Closing nuclear fuel cycle important to meet climate change threat
With the threat of climate change looming large, it is important to close the nuclear power fuel cycle so that the base fuel could be used more efficiently. With a closed fuel cycle, nuclear power is almost akin to renewable energy, said a senior official here.
Chennai: With the threat of climate change looming large, it is important to close the nuclear power fuel cycle so that the base fuel could be used more efficiently. With a closed fuel cycle, nuclear power is almost akin to renewable energy, said a senior official here.
"If the fuel cycle is closed with plutonium and fast breeder reactors, the same amount of uranium will give 50 times more power. If thorium is included in closing the fuel cycle, as India is planning to do, this will be increased to 600 times," said R. Chidambaram, principal scientific advisor to the union government.
He was speaking at a two-day international conference on "Advancement in Materials, Health and Safety towards sustainable Energy and Environment-MHS 2014" that started near here Thursday.
The conference is being organised by Indian JSPS Alumni Association (IJAA) in association with the Government of India, and Atomic Energy Regulatory Board (AERB). The event is sponsored by Japan Society for the Promotion of Science (JSPS), Japan and co-sponsored by Bio-Nano Electronics Research Centre, Toyo University, Japan.
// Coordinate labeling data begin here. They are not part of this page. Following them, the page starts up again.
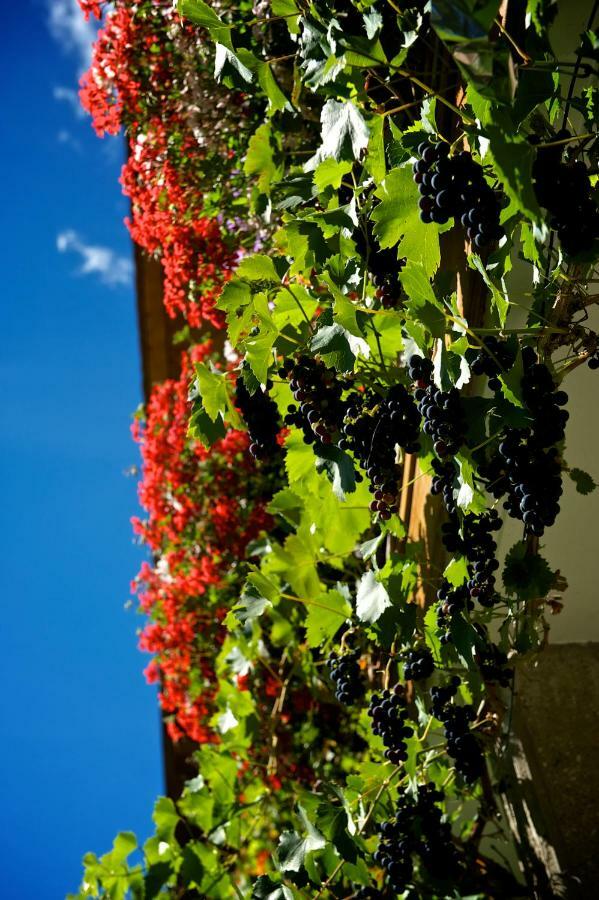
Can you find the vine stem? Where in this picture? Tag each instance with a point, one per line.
(382, 788)
(574, 76)
(521, 53)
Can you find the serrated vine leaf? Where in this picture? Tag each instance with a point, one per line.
(397, 221)
(293, 848)
(229, 69)
(372, 598)
(344, 131)
(339, 467)
(325, 620)
(584, 482)
(266, 889)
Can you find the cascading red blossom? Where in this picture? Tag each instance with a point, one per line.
(141, 76)
(195, 259)
(146, 75)
(91, 8)
(198, 529)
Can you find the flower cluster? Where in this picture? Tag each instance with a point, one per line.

Chidambaram said solar and wind power can be used for some applications like desalination of sea water or hydrogen production. Expecting continuous power from these sources to the grid is a problem.
Addressing the gathering, former chairman of the Japanese Atomic Energy Commission Yoichi Fujiie called for closer cooperation between India and Japan in the field of fast breeder reactors.
The fast breeder reactor, called so because it breeds more material in a nuclear fission reaction than it consumes, is one of the key projects of India`s three-stage nuclear power programme.
Speaking to IANS on the sidelines, Fujiie said India has the experience in building a commercial-scale fast breeder reactor (500 MW prototype fast breeder reactor at Kalpakkam in Tamil Nadu).
Stressing the importance of material sciences in combating the climate change threat, Baldev Raj, president, Indian National Academy of Engineering said only four percent of the materials used by humans are renewable.
Pointing out that thermal power plants cannot be wished away, he said the only option is to develop such materials for power plant boilers and turbines which can tolerate high temperature.